On a one-acre vegetable farm in Chicago, a bearded, 6 foot, 3 inch-tall black man squats before a bed of green, leafy radishes. Unlike most produce, these have been grown without toxic chemicals.
As he reaches into the dense foliage to harvest them, an oversized black t-shirt hangs on his thin square shoulders and red basketball shorts skim his calves.
Sunglasses shield his eyes, and a Bluetooth rests on his right ear. He sees a red, tennis ball-sized bulb and grabs its plume, plucking the radish from the ground."That's a big boy," said Arthur King, 36, smiling as he pinches the stringy roots and threads them between his fingers to remove the dirt.
The roughly 10 pounds King gathers--just enough to gauge buyer interest for the rest of the season--will be taken to the grand opening of the Englewood Farmers Market the next day, along with several bunches of organic collard greens and kale.
Englewood is a predominantly black, low-income community that, like most black Chicago neighborhoods, offers residents few groceries where they can buy organic food.
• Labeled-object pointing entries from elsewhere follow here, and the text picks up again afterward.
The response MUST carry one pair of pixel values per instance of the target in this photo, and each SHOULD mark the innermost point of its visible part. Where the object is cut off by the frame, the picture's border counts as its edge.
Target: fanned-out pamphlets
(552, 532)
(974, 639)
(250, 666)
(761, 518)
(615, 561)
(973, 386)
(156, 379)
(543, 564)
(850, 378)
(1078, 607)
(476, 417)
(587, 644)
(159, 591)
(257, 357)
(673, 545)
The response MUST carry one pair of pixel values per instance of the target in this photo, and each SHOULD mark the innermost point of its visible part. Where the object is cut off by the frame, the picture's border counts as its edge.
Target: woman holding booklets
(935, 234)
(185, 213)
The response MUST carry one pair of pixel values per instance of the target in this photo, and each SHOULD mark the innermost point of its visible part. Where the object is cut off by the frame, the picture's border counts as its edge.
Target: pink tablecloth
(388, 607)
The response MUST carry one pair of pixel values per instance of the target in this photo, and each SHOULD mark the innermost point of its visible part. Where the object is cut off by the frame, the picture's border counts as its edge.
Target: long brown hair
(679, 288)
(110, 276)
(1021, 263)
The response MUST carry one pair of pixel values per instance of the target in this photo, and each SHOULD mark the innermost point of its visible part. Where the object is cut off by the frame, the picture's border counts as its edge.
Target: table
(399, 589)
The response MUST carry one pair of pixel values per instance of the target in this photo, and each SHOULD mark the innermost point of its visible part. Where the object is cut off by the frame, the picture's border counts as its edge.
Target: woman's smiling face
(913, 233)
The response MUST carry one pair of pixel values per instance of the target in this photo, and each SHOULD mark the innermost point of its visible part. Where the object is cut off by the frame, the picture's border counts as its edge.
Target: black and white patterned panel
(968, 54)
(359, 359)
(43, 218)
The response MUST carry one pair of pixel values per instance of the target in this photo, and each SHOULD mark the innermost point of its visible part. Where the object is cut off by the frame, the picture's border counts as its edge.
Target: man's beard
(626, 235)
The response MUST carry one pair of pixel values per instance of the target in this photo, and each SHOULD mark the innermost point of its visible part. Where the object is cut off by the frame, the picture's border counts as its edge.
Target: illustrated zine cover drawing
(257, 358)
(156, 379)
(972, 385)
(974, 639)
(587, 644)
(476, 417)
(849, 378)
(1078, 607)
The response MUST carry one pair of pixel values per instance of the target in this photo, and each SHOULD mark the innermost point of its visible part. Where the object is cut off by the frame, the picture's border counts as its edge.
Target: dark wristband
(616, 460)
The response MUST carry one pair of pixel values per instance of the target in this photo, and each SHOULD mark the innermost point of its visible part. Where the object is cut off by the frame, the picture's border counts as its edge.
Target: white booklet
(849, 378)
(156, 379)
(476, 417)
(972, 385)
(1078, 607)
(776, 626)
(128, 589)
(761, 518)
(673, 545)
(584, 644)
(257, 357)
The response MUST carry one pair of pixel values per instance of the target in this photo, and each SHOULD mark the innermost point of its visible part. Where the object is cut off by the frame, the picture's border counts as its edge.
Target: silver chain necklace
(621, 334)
Organic food is healthier and environmentally friendly, but rarely found on store shelves in Chicago's black neighborhoods. "It's easier to find a semi-automatic weapon in our communities than it is to find a tomato, much less an organic tomato," said LaDonna Redmond, a food justice activist at the Frederick Blum Neighborhood Assistance Center, a Chicago State University urban planning think tank.